Does sardines spike blood sugar? ›

A high intake of fatty fish like salmon and sardines has been shown to help improve blood sugar regulation.

Do sardines raise good cholesterol? ›

Making certain lifestyle changes, such as eating specific types of fatty fish like sardines, increases your level of HDL, lowers the amount of cholesterol in your blood vessels and decreases your risk for heart disease.

Are sardines healthier than salmon? ›

Summary. Sardine is richer in Vitamin D, Calcium, Iron, and Phosphorus, while salmon is significantly richer in Vitamin B6. Sardine also contains considerably less cholesterol and sodium, while salmon has less calories because it contains more water and less fats.

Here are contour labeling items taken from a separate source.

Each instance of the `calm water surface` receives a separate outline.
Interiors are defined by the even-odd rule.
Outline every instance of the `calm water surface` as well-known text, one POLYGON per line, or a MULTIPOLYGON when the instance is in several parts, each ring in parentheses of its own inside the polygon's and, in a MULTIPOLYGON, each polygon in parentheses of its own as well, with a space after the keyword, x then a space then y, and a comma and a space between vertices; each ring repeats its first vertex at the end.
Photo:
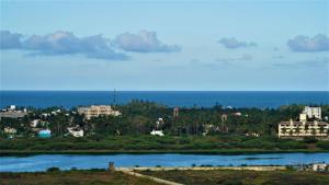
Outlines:
POLYGON ((115 166, 191 166, 196 165, 286 165, 292 163, 329 163, 329 153, 271 153, 243 155, 204 154, 42 154, 31 157, 0 157, 0 172, 45 171, 50 166, 61 170, 105 169, 113 161, 115 166))

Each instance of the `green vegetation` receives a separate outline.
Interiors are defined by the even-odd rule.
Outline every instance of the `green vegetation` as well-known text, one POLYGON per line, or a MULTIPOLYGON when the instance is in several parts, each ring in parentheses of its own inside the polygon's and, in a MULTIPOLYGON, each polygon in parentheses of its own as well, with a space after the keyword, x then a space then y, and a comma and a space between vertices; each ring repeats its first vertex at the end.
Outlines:
POLYGON ((247 153, 328 151, 329 141, 308 143, 306 140, 276 137, 217 136, 91 136, 84 138, 14 138, 0 139, 2 154, 14 153, 111 153, 111 152, 191 152, 247 153))
MULTIPOLYGON (((150 102, 133 101, 116 105, 122 116, 100 116, 91 120, 73 109, 49 107, 30 108, 24 118, 2 118, 0 129, 16 128, 13 139, 0 135, 1 153, 15 152, 277 152, 325 151, 328 141, 305 138, 296 141, 277 139, 277 124, 290 118, 297 119, 303 105, 280 108, 224 108, 181 107, 179 116, 173 109, 150 102), (60 108, 59 113, 49 114, 60 108), (43 117, 42 114, 49 116, 43 117), (237 114, 239 113, 239 114, 237 114), (223 115, 227 116, 223 118, 223 115), (163 123, 156 126, 158 118, 163 123), (42 119, 52 130, 53 138, 39 139, 30 126, 33 119, 42 119), (67 127, 79 125, 86 137, 72 138, 67 127), (164 137, 149 136, 152 129, 163 130, 164 137), (206 136, 204 136, 206 135, 206 136), (259 137, 258 137, 259 136, 259 137)), ((322 116, 329 116, 329 105, 321 105, 322 116)))
POLYGON ((143 171, 146 175, 189 185, 327 185, 329 173, 296 171, 143 171))
POLYGON ((106 171, 52 171, 35 173, 0 173, 1 185, 157 185, 157 183, 129 175, 121 172, 106 171))

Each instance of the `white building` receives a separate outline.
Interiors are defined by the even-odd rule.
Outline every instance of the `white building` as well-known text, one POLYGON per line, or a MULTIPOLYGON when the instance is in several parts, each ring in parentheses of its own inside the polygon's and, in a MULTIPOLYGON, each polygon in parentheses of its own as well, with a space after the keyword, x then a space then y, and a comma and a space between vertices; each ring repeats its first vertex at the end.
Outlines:
POLYGON ((321 119, 321 107, 305 106, 303 113, 307 115, 307 118, 321 119))
POLYGON ((83 130, 80 129, 79 127, 69 127, 67 128, 67 130, 76 138, 83 137, 83 130))
POLYGON ((41 122, 39 119, 33 119, 33 120, 30 123, 30 126, 33 127, 33 128, 35 128, 35 127, 38 125, 39 122, 41 122))
POLYGON ((9 135, 14 135, 18 132, 18 130, 15 128, 11 128, 11 127, 4 127, 4 134, 9 134, 9 135))
POLYGON ((311 164, 311 170, 315 172, 324 172, 324 171, 328 170, 328 166, 329 165, 326 163, 315 163, 315 164, 311 164))
POLYGON ((318 137, 329 139, 329 124, 325 122, 281 122, 279 138, 318 137))
POLYGON ((104 116, 120 116, 118 111, 114 111, 110 105, 91 105, 89 107, 78 107, 78 113, 84 115, 86 119, 91 117, 104 116))
POLYGON ((152 131, 150 132, 150 135, 152 135, 152 136, 164 136, 164 134, 163 134, 162 130, 152 130, 152 131))

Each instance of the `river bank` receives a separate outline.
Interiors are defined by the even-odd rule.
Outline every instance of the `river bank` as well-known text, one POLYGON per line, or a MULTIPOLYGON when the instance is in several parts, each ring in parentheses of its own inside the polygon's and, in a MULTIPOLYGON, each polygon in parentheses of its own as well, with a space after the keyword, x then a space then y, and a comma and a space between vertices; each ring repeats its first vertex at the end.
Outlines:
POLYGON ((168 171, 135 171, 127 174, 121 171, 106 170, 69 170, 53 169, 47 172, 3 173, 0 172, 0 184, 3 185, 64 185, 64 184, 100 184, 100 185, 160 185, 155 180, 185 185, 327 185, 328 173, 297 172, 290 170, 253 171, 253 170, 168 170, 168 171), (141 175, 136 175, 136 174, 141 175))
POLYGON ((0 157, 20 157, 36 154, 271 154, 271 153, 329 153, 329 150, 247 150, 247 149, 223 149, 223 150, 0 150, 0 157))
POLYGON ((116 167, 191 167, 191 166, 275 166, 291 164, 329 163, 329 153, 253 153, 253 154, 35 154, 0 157, 0 172, 38 172, 56 166, 61 170, 116 167))

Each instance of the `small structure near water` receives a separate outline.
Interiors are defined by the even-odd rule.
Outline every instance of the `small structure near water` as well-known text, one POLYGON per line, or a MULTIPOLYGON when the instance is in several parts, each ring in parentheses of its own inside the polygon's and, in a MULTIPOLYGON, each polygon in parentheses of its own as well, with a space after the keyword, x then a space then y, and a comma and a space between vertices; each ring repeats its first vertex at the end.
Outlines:
POLYGON ((52 137, 52 131, 49 129, 42 129, 37 132, 37 136, 39 138, 50 138, 52 137))

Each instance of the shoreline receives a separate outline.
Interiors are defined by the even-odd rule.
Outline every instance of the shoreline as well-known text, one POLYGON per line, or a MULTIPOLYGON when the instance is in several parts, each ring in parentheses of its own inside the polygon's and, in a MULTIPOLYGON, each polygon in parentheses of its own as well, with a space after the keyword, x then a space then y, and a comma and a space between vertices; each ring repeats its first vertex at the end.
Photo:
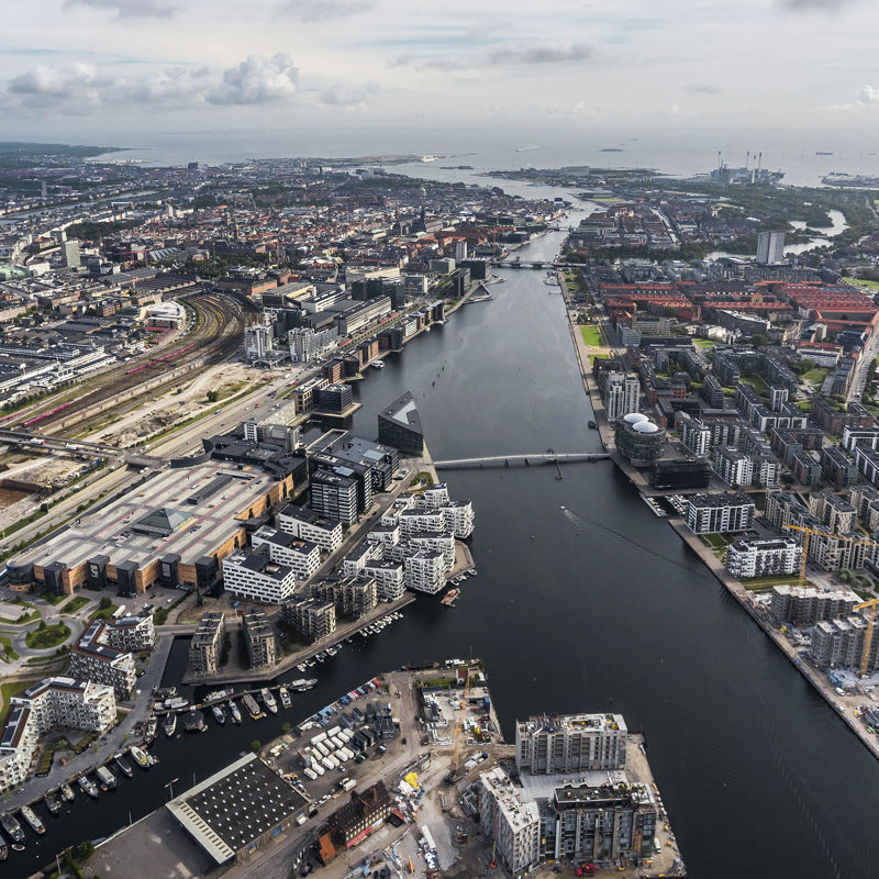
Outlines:
MULTIPOLYGON (((576 311, 572 311, 568 303, 568 289, 565 282, 563 272, 558 272, 559 281, 561 283, 561 291, 565 297, 565 305, 568 318, 568 325, 571 334, 571 343, 574 344, 574 352, 577 363, 580 367, 582 376, 583 389, 592 405, 594 413, 596 424, 598 425, 598 433, 601 438, 603 448, 610 453, 611 460, 616 465, 620 471, 628 478, 628 481, 637 490, 638 494, 644 498, 661 497, 665 493, 687 494, 693 493, 692 489, 678 490, 676 492, 650 491, 644 477, 631 464, 623 460, 616 453, 615 444, 613 442, 613 432, 608 422, 604 411, 604 403, 598 393, 598 388, 594 382, 589 378, 589 364, 588 353, 586 345, 582 341, 582 335, 579 332, 578 325, 575 323, 576 311), (583 357, 587 358, 587 364, 583 364, 583 357)), ((828 703, 833 713, 839 717, 846 726, 860 739, 870 754, 879 759, 879 737, 870 735, 866 726, 859 722, 847 709, 853 708, 848 704, 848 700, 855 702, 869 701, 868 696, 855 697, 841 697, 833 685, 825 679, 826 676, 817 668, 810 666, 803 660, 797 649, 785 638, 780 632, 776 631, 772 625, 760 617, 757 610, 748 601, 748 590, 743 586, 742 581, 728 574, 726 568, 720 563, 714 554, 706 547, 688 527, 686 522, 680 518, 669 518, 669 526, 675 533, 683 541, 683 543, 699 557, 708 571, 712 574, 720 583, 726 589, 738 605, 748 614, 748 616, 760 627, 763 633, 781 650, 781 653, 791 661, 793 667, 802 675, 802 677, 812 685, 814 690, 828 703), (847 700, 843 703, 843 699, 847 700)))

Are sardines good for your heart? ›

Sardines & Salmon

The reason is simple: they contain omega-3 fatty acids, which lower the risk of blood clots, reduce the incidence of irregular heartbeats (arrhythmias), and cut down on the amount of fat (or triglycerides) in your blood.

What are the benefits of sardines for skin? ›

Lastly, sardines are packed with phosphorus, protein, vitamin D, and omega-3 fatty acids, all of which play important roles in keeping your skin hydrated and glowing, according to Simpson.

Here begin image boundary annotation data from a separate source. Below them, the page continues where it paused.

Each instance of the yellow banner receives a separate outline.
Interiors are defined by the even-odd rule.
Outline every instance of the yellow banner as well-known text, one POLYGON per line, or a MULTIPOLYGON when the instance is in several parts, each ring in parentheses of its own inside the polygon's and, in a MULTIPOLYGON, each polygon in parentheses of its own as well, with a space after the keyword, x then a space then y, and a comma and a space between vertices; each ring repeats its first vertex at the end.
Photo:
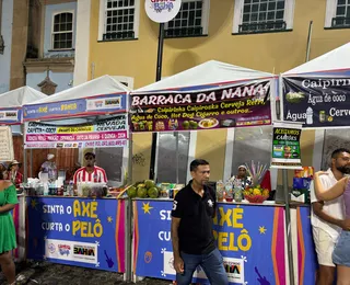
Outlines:
POLYGON ((58 127, 57 134, 78 134, 78 133, 86 133, 94 132, 94 126, 80 126, 80 127, 58 127))

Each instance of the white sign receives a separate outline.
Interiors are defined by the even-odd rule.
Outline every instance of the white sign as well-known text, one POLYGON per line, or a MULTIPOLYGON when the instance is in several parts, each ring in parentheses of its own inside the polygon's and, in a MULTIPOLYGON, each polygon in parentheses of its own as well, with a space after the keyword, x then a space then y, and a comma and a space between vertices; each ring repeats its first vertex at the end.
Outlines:
POLYGON ((144 9, 148 16, 156 23, 173 20, 182 7, 182 0, 145 0, 144 9))
POLYGON ((121 96, 102 98, 102 99, 88 99, 86 110, 105 110, 105 109, 121 109, 121 96))
POLYGON ((11 127, 0 127, 0 161, 12 161, 13 156, 13 141, 11 127))
POLYGON ((18 111, 15 110, 8 110, 8 111, 0 111, 0 121, 18 121, 18 111))

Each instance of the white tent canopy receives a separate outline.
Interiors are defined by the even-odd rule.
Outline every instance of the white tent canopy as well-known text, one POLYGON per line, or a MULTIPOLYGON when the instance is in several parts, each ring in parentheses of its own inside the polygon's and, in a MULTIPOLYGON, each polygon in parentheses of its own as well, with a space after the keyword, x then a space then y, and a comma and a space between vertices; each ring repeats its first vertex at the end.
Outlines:
POLYGON ((31 102, 27 105, 55 103, 74 99, 84 99, 90 96, 130 92, 130 89, 110 76, 102 76, 80 86, 63 90, 45 99, 31 102))
MULTIPOLYGON (((225 84, 233 81, 255 80, 271 77, 273 77, 272 73, 257 71, 217 60, 209 60, 172 77, 167 77, 155 83, 137 89, 132 92, 132 94, 150 91, 164 91, 166 89, 200 87, 220 83, 225 84)), ((203 89, 209 88, 205 87, 203 89)))
POLYGON ((46 99, 47 95, 31 88, 21 87, 9 92, 0 94, 1 107, 20 107, 31 102, 46 99))
POLYGON ((350 69, 350 42, 299 67, 285 71, 282 76, 319 71, 339 71, 343 69, 350 69))

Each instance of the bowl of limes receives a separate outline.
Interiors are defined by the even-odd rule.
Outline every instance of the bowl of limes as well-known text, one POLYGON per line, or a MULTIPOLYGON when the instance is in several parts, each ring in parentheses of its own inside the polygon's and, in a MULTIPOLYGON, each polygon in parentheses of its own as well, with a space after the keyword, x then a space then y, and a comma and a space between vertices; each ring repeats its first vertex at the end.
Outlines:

Can you get sick from sardines? ›

Common fish that may cause scombroid poisoning include tuna, sardines, mahi mahi, and anchovies. Symptoms of food poisoning from fish can be treated, but it's important to see your doctor if you have symptoms, including nausea, vomiting, diarrhea, dizziness or numbness.

Are sardines high in mercury? ›

I love sardines. They're good for cardiovascular health, joints, skin, memory, and energy levels. But also, they're sustainable and low in mercury.